Intellectual Property Protection

Nepal provides legal protection for intellectual property rights through various laws. The Patent, Design and Trademark Act, 2022 (1965) protects industrial property rights. The Copyright Act, 2059 (2002) safeguards literary and artistic works. The Department of Industry maintains registers for patents, trademarks, and industrial designs. Foreign companies can register their intellectual property in Nepal. Nepal is a member of the World Intellectual Property Organization (WIPO) and has acceded to several international IP conventions. Technology transfer agreements require registration with the Department of Industry. Companies can enforce IP rights through civil and criminal proceedings.

Frequently Asked Questions

What is the minimum investment required for foreign company incorporation in Nepal?

Foreign nationals must invest a minimum of NPR 50 million in equity capital, while Non-Resident Nepalis require NPR 20 million minimum investment. Certain sectors may have higher minimum investment requirements based on industry-specific regulations and licensing conditions.

Which sectors are completely prohibited for foreign investment in Nepal?

Cottage industries, personal service businesses, arms and ammunition manufacturing, and small-scale industries reserved for Nepali citizens are prohibited for foreign investment under Schedule 1 of the Foreign Investment and Technology Transfer Act, 2019.

Can foreign investors own 100% equity in Nepali companies?

Foreign investors can own 100% equity in most sectors except restricted industries like commercial banking (maximum 50% foreign ownership), insurance (maximum 51%), and basic telecommunications services which require special government approval.

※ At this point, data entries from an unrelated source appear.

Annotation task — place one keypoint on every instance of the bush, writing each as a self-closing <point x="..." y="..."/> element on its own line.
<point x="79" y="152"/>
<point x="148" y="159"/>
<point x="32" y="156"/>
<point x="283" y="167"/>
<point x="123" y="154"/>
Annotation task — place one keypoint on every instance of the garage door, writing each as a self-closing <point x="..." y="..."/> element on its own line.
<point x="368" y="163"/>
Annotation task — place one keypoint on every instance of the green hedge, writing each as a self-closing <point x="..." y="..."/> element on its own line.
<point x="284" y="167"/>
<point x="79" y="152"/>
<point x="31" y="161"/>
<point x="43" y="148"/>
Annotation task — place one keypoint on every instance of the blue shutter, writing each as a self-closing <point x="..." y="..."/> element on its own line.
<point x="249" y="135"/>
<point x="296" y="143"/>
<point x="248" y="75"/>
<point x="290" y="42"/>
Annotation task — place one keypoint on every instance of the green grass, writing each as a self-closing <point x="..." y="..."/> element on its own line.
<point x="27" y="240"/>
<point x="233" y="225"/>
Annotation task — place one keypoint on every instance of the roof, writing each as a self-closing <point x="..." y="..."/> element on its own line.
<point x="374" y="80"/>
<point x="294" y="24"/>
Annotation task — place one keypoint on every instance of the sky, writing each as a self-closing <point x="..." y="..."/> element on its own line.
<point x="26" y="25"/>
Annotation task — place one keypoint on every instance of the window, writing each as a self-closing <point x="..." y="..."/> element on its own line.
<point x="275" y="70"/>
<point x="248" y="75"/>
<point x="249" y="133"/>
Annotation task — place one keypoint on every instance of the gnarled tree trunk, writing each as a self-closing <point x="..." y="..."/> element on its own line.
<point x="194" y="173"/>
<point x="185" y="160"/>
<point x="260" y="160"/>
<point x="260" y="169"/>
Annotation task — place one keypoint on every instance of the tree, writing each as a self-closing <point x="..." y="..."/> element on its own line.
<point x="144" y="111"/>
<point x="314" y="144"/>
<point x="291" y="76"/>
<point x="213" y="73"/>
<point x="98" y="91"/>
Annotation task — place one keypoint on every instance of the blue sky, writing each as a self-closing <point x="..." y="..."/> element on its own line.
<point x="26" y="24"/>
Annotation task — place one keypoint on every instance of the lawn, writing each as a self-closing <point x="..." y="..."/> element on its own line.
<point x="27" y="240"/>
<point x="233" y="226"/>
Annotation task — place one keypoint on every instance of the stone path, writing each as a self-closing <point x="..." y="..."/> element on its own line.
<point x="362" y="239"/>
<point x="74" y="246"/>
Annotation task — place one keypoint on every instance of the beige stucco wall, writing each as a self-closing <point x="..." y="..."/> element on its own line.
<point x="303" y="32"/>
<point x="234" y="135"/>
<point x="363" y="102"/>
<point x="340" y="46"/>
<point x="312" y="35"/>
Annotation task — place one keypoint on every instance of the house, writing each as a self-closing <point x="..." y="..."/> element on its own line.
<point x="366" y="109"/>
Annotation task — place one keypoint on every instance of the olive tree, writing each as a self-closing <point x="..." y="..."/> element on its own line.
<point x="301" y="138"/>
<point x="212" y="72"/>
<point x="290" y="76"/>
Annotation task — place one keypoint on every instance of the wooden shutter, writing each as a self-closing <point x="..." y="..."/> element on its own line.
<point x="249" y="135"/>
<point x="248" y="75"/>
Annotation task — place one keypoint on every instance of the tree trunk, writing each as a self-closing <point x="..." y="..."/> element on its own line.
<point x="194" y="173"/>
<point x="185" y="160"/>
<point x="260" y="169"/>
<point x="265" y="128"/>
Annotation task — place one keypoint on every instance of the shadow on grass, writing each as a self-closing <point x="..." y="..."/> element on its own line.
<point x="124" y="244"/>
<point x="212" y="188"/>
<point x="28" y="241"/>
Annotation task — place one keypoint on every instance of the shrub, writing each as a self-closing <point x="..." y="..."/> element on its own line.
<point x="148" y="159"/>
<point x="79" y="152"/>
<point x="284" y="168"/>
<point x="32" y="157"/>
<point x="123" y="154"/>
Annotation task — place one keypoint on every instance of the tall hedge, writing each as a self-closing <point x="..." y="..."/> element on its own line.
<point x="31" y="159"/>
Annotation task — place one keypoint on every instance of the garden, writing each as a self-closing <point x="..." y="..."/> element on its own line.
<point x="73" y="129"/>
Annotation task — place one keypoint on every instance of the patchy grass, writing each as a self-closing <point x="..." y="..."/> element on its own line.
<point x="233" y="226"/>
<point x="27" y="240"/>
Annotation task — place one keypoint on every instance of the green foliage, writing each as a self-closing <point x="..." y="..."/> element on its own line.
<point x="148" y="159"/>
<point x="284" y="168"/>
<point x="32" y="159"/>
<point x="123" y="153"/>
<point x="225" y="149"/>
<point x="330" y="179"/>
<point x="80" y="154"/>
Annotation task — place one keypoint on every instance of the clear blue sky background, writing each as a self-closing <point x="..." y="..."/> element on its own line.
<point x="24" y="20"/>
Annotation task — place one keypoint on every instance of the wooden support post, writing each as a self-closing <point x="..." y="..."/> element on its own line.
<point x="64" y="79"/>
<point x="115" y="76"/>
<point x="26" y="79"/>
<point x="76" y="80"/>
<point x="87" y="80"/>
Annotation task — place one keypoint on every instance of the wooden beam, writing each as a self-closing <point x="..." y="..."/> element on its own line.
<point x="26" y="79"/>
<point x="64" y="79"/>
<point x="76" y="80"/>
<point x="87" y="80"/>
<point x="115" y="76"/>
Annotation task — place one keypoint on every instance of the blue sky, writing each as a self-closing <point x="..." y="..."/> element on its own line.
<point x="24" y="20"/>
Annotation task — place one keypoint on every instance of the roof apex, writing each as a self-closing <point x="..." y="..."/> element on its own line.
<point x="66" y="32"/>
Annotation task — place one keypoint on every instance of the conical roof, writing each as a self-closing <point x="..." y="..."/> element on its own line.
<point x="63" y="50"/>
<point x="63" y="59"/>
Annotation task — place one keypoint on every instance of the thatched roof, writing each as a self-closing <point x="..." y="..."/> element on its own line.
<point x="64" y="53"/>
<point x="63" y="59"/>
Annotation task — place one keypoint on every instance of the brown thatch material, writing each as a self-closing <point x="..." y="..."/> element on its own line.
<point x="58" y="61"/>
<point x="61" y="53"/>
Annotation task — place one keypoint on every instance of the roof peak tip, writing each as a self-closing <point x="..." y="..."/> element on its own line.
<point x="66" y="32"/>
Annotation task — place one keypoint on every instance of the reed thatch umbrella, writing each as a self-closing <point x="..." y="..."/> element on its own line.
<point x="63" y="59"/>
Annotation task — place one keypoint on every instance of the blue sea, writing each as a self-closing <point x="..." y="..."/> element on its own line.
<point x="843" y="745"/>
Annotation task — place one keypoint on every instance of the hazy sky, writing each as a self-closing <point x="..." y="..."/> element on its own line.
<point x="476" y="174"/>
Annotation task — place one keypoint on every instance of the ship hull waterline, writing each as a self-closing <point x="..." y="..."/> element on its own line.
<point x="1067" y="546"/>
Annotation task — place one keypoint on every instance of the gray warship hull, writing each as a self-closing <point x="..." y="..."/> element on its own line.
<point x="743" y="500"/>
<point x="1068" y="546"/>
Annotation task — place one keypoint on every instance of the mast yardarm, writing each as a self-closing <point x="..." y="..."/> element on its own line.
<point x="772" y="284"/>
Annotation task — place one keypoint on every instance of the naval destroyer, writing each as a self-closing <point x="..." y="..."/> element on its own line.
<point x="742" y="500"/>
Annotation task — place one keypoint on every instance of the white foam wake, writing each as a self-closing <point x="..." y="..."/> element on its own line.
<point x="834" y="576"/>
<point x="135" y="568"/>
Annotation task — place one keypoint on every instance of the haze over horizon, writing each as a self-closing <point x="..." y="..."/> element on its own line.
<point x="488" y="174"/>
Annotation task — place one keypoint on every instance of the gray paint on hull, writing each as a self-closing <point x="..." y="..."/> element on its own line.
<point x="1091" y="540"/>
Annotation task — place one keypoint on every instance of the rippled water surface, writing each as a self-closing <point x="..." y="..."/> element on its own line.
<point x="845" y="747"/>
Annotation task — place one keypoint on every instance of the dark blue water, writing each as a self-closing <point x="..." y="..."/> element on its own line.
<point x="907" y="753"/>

How long does the company incorporation process take in Nepal?

The complete incorporation process typically takes 30-45 working days, including 15-30 days for foreign investment approval from the Department of Industry and 7-15 days for company registration with the Office of Company Registrar.

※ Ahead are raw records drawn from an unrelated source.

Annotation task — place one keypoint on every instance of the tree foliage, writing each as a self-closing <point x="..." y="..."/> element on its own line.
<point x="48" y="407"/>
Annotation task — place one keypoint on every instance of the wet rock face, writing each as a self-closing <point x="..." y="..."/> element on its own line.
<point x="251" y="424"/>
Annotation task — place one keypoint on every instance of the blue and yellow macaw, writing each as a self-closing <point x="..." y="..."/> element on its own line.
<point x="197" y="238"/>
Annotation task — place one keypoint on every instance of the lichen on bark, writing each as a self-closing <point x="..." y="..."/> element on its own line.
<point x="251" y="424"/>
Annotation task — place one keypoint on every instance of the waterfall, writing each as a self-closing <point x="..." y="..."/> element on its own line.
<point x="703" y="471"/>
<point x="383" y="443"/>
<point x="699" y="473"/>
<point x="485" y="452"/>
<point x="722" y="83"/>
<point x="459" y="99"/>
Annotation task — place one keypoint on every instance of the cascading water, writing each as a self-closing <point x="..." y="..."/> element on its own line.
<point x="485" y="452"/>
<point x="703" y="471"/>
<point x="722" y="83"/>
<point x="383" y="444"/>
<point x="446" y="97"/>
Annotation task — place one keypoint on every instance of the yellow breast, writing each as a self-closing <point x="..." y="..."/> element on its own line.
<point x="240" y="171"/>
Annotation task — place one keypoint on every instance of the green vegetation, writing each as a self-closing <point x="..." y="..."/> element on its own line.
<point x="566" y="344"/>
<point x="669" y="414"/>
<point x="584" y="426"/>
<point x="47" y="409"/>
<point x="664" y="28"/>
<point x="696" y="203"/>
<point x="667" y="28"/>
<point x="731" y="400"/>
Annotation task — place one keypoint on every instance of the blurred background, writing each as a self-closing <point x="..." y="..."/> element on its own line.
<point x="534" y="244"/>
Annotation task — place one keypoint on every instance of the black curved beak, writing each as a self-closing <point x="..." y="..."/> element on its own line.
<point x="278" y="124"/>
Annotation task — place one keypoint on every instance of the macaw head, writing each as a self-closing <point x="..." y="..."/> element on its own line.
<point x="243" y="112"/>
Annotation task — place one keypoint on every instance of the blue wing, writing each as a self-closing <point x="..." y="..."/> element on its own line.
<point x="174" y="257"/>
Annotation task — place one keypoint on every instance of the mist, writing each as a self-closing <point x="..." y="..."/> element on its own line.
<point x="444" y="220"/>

What tax incentives are available for foreign investors in Nepal?

Foreign investors receive income tax holidays ranging from 5-10 years depending on location and sector, customs duty exemptions on capital goods, VAT exemptions for export-oriented industries, and accelerated depreciation benefits under the Industrial Enterprises Act, 2020.

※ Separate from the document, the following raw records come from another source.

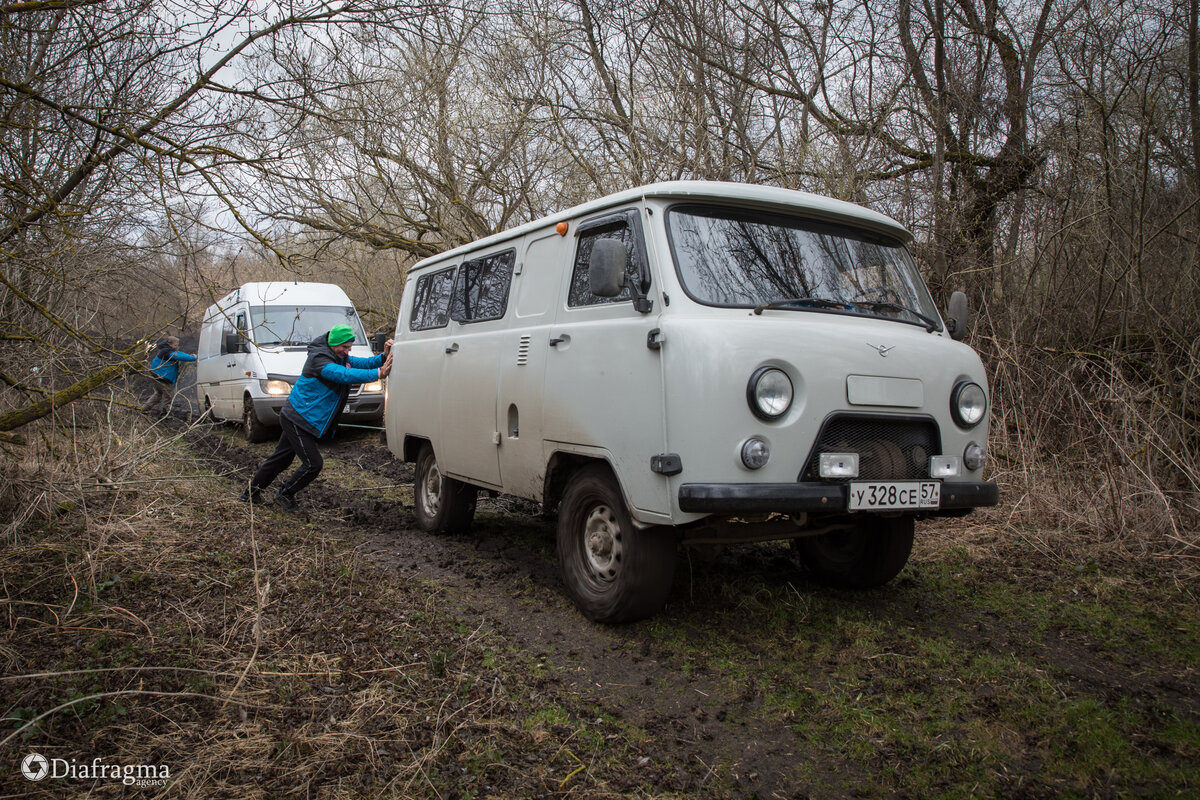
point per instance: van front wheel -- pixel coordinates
(443, 504)
(613, 571)
(865, 557)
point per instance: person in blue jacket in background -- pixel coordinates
(312, 410)
(165, 371)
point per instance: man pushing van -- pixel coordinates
(312, 410)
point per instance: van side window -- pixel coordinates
(226, 330)
(481, 292)
(431, 301)
(581, 293)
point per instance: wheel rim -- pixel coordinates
(431, 489)
(601, 543)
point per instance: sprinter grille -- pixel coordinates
(888, 447)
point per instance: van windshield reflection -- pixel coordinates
(762, 260)
(297, 326)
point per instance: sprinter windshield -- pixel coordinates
(292, 326)
(751, 259)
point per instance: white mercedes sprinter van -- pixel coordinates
(253, 344)
(699, 362)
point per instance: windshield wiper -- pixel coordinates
(801, 302)
(887, 305)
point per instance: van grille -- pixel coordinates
(888, 447)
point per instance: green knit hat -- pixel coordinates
(340, 335)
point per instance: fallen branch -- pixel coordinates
(23, 416)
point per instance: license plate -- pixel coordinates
(889, 495)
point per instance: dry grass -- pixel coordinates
(1095, 461)
(151, 619)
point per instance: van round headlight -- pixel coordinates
(755, 452)
(969, 404)
(275, 388)
(769, 392)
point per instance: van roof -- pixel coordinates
(265, 293)
(815, 205)
(292, 293)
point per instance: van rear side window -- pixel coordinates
(481, 292)
(431, 301)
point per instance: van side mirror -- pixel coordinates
(607, 268)
(958, 319)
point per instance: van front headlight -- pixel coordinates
(969, 404)
(769, 392)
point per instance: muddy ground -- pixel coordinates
(702, 681)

Can foreign companies repatriate profits from Nepal?

Yes, foreign companies can repatriate profits, dividends, and invested capital after paying applicable taxes. The Foreign Investment and Technology Transfer Act, 2019 guarantees repatriation rights, subject to Nepal Rastra Bank regulations and proper documentation.

Do foreign investors need local partners in Nepal?

Foreign investors do not require local partners in most sectors and can establish wholly-owned subsidiaries. However, joint ventures with local partners may be beneficial for market knowledge, regulatory compliance, and accessing certain restricted sectors.

What is the process for obtaining work permits for foreign employees?

Foreign employees must obtain work permits from the Department of Immigration after the company receives foreign investment approval. The application requires employment contracts, academic qualifications, experience certificates, and proof that similar skilled Nepali workers are unavailable.

Are there any restrictions on profit repatriation from Nepal?

Profit repatriation is permitted after paying applicable income taxes and obtaining tax clearance certificates. Companies must maintain proper accounting records, submit audited financial statements, and comply with Nepal Rastra Bank’s foreign exchange regulations.

What dispute resolution mechanisms are available for foreign investors?

Foreign investors can access domestic courts, domestic arbitration under the Arbitration Act, 2055 (1999), or international arbitration under UNCITRAL rules. Nepal has signed Bilateral Investment Protection Agreements with multiple countries providing additional dispute resolution options.